Member of Craigavon Borough Council
- In office 21 May 1997 – 7 June 2001
- Preceded by: William Ramsay
- Succeeded by: Brian McKeown
- Constituency: Portadown

Personal details
- Party: Éirígí (since 2007) Sinn Féin (before 2007)
- Other political affiliations: Independent Nationalist

= Breandán Mac Cionnaith =

Irish politician

Breandán Mac Cionnaith is an Irish politician and a prominent residents' group leader. He is a member of Éirígí, a socialist republican party. He used to be an adviser to Sinn Féin members of the Northern Ireland Assembly. He came to prominence in the 1990s as the spokesman for the Garvaghy Road Residents' Coalition (also known as the Garvaghy Road Residents' Association). In the early 1980s, Mac Cionnaith was jailed for six years for his involvement in the IRA bombing of Portadown's town centre.

==Garvaghy stand-off==
From 1997, Mac Cionnaith was the spokesman for the Garvaghy Road residents in the Drumcree conflict, which centres on the desire of the Orange Order to walk a traditional route through an area that had become predominantly Roman Catholic. In 1997 he was elected to Craigavon Borough Council for the Portadown area and sat on the council until 2001

Prior to 2002, Mac Cionnaith had received death threats and a live bullet had been sent to him.

==Other activity==
On 10 April 2007, Mac Cionnaith resigned from Sinn Féin, soon after the party decided to support the Police Service of Northern Ireland (PSNI) and after an unsuccessful attempt to secure the party's nomination for the Northern Ireland Assembly elections. Mac Cionnaith continues to serve as spokesman for the Garvaghy Road Residents Coalition and, in February 2010, he helped formulate a joint submission to the Northern Ireland Assembly's Working Party on Parading Issues.

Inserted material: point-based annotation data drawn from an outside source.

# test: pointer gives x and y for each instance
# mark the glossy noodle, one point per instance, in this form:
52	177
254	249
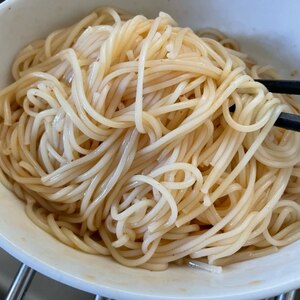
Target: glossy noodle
118	136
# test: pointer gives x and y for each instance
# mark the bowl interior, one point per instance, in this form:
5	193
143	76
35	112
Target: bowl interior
265	29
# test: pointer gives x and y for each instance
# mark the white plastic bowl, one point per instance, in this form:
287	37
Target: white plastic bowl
269	31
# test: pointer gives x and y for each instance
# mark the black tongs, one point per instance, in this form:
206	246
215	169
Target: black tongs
292	87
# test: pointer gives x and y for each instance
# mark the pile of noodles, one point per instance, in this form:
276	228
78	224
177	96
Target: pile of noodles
118	136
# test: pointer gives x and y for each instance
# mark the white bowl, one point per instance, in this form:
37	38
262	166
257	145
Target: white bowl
268	30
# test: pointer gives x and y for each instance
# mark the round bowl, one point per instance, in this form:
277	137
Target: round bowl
265	29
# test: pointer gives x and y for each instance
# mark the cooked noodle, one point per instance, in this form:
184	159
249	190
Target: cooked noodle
118	136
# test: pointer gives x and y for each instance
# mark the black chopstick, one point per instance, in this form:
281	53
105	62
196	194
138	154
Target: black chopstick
285	120
281	86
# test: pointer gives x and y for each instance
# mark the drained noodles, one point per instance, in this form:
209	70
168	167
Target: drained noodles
117	134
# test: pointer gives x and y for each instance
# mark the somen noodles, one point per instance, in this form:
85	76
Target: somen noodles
118	136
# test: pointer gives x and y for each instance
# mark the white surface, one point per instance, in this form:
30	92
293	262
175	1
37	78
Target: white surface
269	30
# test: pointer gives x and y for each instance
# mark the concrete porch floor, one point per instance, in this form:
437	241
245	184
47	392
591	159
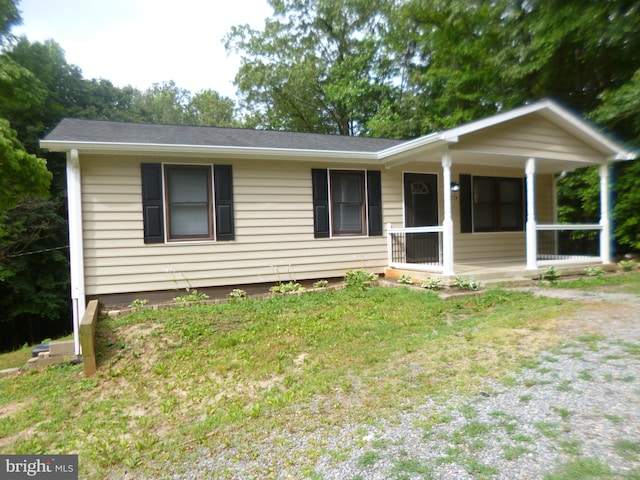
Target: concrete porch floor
494	273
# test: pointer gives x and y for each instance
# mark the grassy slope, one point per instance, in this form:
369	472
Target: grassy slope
172	380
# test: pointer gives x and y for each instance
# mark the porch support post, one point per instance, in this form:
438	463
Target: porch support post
605	233
447	222
76	255
531	237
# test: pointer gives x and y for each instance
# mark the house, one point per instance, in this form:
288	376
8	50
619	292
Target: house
155	206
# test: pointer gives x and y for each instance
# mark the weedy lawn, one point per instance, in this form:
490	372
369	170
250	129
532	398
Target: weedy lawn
172	381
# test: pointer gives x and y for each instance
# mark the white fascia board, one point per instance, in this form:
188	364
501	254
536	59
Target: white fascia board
433	140
554	113
210	150
495	120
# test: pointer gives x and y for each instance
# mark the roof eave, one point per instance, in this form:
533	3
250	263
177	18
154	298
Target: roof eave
209	151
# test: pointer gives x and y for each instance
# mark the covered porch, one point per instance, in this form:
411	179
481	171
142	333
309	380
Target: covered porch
518	236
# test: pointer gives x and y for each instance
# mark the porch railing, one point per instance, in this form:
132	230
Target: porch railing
568	243
415	247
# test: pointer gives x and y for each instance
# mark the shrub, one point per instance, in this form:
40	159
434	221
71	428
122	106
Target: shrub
192	296
237	294
432	284
283	288
550	274
466	283
359	278
627	265
594	271
138	302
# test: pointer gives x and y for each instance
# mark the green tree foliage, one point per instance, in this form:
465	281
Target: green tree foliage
620	111
318	65
209	108
169	104
9	17
21	174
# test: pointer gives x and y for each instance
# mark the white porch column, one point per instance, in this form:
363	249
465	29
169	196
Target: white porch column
76	256
531	237
605	234
447	222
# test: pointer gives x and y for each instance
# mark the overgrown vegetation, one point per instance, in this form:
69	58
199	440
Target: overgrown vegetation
172	380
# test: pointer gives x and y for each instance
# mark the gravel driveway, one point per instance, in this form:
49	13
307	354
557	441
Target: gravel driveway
577	406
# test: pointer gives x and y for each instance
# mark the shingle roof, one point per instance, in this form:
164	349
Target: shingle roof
76	130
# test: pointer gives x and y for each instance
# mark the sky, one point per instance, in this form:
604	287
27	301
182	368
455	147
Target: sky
142	42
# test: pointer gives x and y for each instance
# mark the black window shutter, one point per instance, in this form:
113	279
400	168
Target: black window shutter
374	200
152	204
466	204
320	203
223	186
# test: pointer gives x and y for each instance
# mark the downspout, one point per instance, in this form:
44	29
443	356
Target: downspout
76	255
531	234
447	222
605	234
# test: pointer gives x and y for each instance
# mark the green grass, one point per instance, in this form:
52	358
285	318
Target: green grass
173	381
15	359
628	283
582	469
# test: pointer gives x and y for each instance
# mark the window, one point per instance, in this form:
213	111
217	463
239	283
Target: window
491	204
346	203
187	202
498	204
348	211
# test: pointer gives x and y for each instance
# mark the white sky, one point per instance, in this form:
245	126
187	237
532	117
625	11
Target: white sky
142	42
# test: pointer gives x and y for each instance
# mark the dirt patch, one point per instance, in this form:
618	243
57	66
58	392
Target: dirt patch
13	408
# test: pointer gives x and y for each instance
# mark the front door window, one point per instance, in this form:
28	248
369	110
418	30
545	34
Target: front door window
421	210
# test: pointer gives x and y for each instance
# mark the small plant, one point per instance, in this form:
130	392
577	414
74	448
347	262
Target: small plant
321	284
466	283
283	288
432	283
551	274
359	278
192	296
594	271
626	265
138	302
237	294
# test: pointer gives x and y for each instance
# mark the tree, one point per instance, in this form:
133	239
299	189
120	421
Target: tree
318	65
209	108
620	111
9	17
21	174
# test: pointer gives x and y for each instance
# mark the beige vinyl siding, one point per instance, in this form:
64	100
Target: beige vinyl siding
531	136
273	223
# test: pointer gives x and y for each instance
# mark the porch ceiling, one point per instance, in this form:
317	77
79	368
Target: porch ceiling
475	158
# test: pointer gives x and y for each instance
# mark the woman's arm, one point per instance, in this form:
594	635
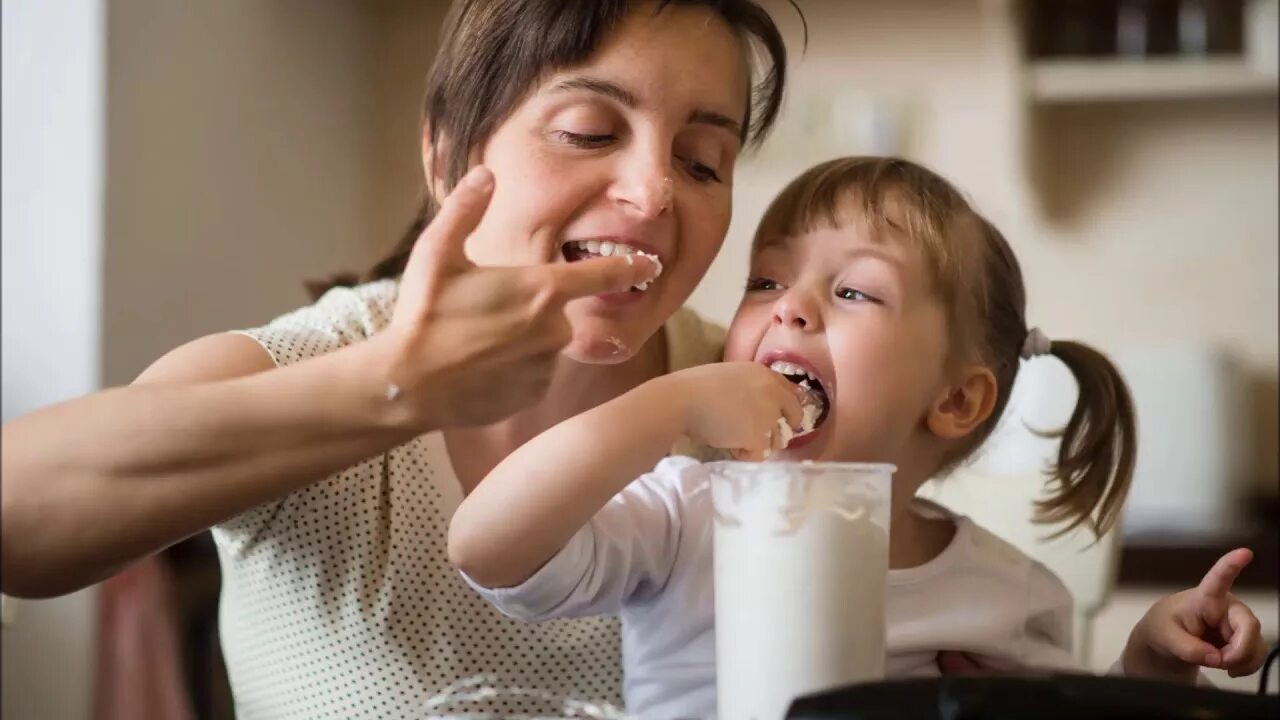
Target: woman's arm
533	502
214	429
208	432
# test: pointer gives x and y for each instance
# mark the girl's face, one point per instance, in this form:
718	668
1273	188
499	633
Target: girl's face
632	149
859	314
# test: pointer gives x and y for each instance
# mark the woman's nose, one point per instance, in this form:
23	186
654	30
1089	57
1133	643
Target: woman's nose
798	310
647	188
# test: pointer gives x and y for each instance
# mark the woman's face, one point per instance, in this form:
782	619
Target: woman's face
634	147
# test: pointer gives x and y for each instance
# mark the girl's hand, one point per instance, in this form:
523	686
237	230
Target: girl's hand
470	345
1203	627
736	406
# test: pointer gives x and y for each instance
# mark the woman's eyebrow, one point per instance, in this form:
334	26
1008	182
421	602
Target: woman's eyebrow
626	98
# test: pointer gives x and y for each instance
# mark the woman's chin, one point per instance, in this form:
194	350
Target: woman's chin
602	341
599	349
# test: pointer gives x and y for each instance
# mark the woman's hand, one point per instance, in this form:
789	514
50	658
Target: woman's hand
471	345
737	405
1205	627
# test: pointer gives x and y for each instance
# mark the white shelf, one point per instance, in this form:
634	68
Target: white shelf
1118	80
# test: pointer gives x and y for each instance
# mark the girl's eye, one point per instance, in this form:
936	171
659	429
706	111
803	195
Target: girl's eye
762	285
854	295
586	141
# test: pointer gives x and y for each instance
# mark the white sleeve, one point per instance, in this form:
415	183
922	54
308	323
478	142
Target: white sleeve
625	552
1047	633
1118	669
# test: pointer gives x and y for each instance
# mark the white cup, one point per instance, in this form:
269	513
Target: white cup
801	559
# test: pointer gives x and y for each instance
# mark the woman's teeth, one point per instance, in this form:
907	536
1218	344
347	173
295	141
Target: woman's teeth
607	249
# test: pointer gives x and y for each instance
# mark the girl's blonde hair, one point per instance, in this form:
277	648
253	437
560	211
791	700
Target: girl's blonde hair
977	276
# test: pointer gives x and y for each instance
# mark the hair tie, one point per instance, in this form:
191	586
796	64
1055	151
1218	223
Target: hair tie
1037	343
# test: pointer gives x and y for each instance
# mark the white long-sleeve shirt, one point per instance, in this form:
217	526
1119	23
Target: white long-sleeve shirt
647	556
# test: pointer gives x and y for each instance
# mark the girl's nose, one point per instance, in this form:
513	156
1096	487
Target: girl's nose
798	310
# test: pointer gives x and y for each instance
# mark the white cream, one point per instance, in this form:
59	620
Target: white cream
608	249
801	559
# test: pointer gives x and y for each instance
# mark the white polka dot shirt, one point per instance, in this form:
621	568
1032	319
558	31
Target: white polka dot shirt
338	601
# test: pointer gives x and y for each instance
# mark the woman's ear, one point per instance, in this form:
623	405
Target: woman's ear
434	154
965	405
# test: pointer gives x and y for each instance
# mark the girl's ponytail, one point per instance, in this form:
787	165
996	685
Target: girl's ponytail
1098	446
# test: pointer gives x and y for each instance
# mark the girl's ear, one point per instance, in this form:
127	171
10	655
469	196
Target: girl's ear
965	405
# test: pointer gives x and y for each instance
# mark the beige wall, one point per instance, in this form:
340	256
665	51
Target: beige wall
252	144
237	164
406	37
1134	223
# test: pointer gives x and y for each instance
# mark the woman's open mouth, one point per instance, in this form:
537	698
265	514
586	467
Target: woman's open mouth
577	250
817	404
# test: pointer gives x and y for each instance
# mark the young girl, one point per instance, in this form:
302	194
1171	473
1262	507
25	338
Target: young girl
903	310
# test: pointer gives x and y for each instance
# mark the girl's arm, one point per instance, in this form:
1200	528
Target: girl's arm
534	501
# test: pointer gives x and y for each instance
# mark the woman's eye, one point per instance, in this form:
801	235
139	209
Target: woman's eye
700	172
854	295
762	285
583	140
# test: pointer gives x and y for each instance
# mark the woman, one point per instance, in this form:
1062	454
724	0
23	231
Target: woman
329	447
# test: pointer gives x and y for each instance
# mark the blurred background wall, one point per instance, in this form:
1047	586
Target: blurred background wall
177	168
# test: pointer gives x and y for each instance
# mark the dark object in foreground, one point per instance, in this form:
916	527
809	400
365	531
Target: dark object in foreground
1045	697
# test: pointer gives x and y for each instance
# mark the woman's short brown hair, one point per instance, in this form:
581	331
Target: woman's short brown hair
493	51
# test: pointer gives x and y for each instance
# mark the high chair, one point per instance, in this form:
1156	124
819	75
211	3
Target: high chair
999	487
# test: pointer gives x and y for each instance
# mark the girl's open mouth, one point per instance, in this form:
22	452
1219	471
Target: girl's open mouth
817	404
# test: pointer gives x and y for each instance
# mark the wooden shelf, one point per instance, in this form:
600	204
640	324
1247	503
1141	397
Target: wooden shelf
1120	80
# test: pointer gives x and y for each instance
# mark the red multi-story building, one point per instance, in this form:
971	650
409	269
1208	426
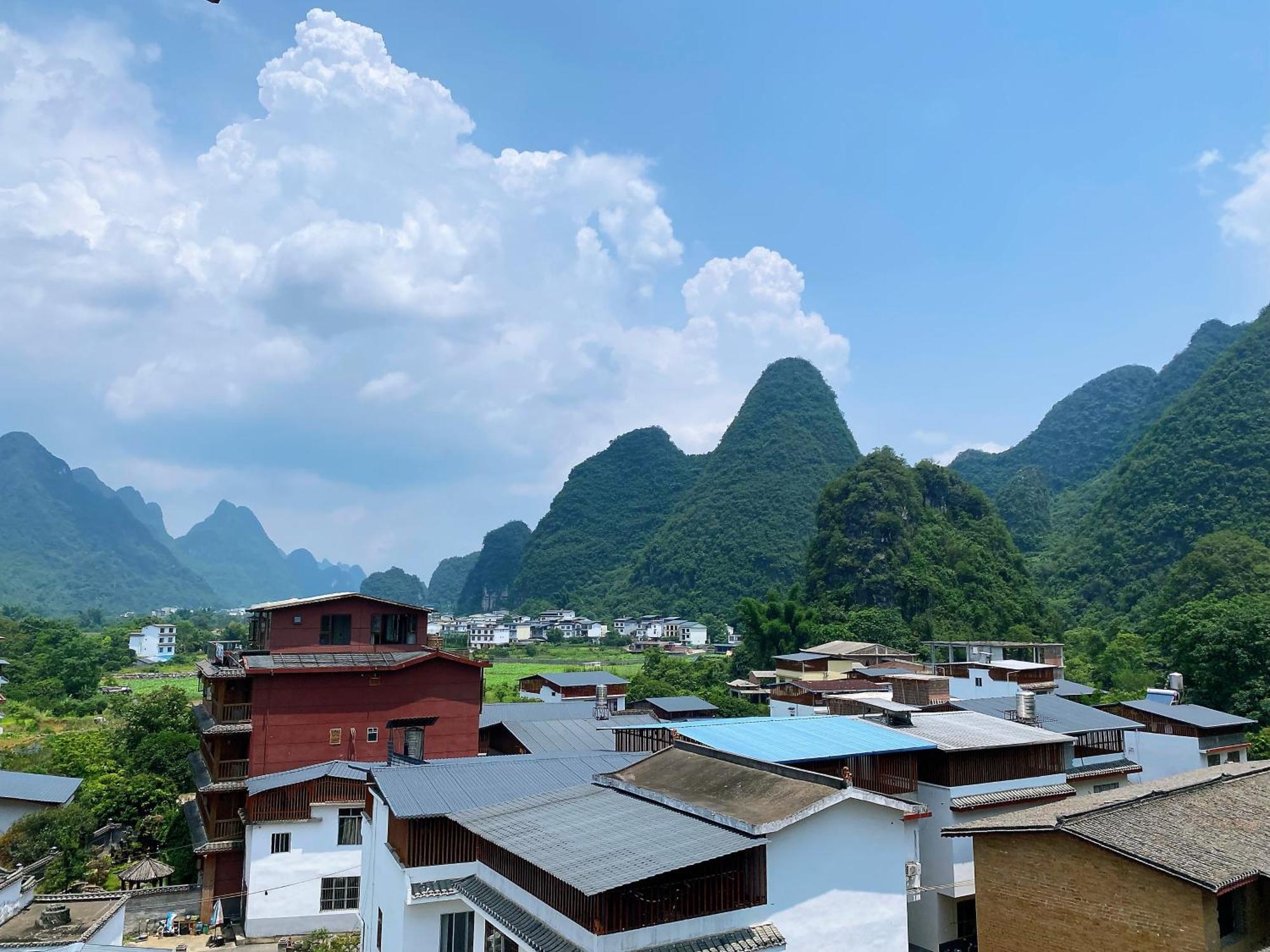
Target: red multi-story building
335	677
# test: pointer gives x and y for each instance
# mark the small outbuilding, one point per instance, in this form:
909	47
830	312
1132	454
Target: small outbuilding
147	873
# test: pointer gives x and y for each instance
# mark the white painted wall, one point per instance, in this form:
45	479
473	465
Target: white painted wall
817	897
294	880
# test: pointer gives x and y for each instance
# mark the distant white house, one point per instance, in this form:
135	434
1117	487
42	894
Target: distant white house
154	643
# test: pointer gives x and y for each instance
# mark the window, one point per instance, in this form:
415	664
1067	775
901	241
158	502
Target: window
413	743
350	827
340	893
336	630
393	629
1230	916
457	932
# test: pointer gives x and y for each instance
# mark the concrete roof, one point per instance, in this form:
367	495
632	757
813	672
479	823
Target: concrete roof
37	788
1208	827
453	785
1053	713
598	840
970	731
798	739
1193	715
752	797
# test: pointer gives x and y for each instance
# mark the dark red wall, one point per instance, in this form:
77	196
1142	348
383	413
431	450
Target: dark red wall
285	635
293	714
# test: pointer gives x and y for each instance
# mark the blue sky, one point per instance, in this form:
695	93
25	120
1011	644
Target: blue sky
991	202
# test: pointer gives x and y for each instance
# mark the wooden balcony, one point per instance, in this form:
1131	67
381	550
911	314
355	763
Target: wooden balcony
228	830
227	713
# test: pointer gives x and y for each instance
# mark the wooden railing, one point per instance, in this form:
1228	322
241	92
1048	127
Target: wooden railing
228	830
224	713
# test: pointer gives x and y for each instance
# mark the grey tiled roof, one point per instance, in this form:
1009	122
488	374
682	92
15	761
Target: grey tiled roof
37	788
598	840
529	931
749	940
970	731
1193	715
1210	827
1104	769
448	786
1053	713
341	770
1017	795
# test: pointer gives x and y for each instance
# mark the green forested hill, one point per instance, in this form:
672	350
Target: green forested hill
924	541
745	524
1084	435
448	581
65	545
488	586
398	586
610	506
1203	466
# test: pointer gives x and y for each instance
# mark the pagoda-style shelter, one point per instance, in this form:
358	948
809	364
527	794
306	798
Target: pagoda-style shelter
147	873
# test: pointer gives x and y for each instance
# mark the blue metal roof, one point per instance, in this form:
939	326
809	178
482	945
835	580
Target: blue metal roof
789	741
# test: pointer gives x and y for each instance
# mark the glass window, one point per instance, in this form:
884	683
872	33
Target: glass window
336	630
350	827
457	932
340	893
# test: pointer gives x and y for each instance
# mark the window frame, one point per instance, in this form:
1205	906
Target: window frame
338	894
349	813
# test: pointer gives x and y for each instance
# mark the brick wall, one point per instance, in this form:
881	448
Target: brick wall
1038	892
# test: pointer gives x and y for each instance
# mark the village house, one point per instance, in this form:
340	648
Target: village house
154	643
1100	738
594	687
1177	738
554	854
23	794
321	678
1177	864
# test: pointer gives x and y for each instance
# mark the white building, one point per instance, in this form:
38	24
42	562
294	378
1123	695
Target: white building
154	643
23	794
604	854
303	850
1179	738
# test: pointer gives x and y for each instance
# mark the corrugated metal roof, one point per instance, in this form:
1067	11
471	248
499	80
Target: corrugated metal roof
332	597
1073	689
1053	713
1019	795
578	680
1193	715
681	704
598	840
970	731
37	788
342	770
797	739
463	784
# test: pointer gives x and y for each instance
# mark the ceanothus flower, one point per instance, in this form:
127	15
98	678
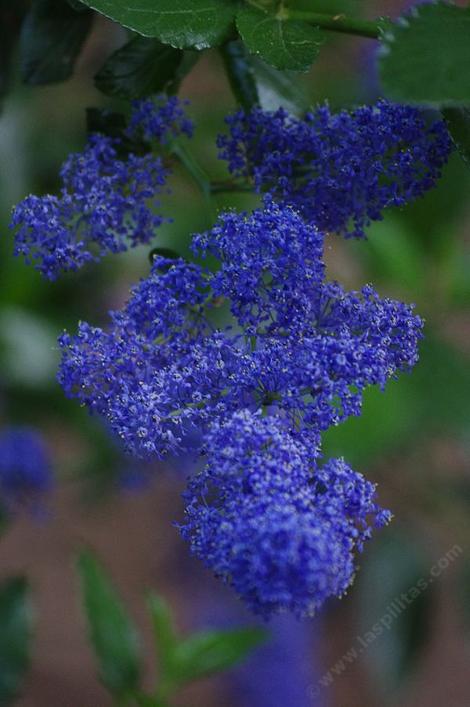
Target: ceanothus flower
264	256
301	345
107	201
252	396
25	469
267	520
159	119
342	170
122	374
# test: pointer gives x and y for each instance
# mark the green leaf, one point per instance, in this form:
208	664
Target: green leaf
184	24
104	121
11	16
210	652
285	44
114	638
458	123
240	73
140	68
396	608
51	39
426	56
15	636
163	631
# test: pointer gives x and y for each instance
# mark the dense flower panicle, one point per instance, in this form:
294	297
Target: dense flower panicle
264	256
253	396
308	349
339	170
160	120
107	202
25	469
266	519
122	375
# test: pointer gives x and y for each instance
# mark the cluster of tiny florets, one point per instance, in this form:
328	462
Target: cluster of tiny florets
270	521
251	398
25	469
339	170
108	197
154	120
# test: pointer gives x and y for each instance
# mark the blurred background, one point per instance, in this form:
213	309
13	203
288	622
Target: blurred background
414	439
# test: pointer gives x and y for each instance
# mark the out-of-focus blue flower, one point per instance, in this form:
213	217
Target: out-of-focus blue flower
107	201
340	170
25	468
252	397
159	119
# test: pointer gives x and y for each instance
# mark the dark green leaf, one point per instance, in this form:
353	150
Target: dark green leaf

Mac Cionnaith has been critical of the Orange Institution and of the Royal Ulster Constabulary (since replaced by the PSNI). Mac Cionnaith is also a prominent campaigner for an inquiry into the murder of solicitor Rosemary Nelson.

Mac Cionnaith joined the socialist republican political party Éirígí, and was elected General Secretary of the organisation in May 2009.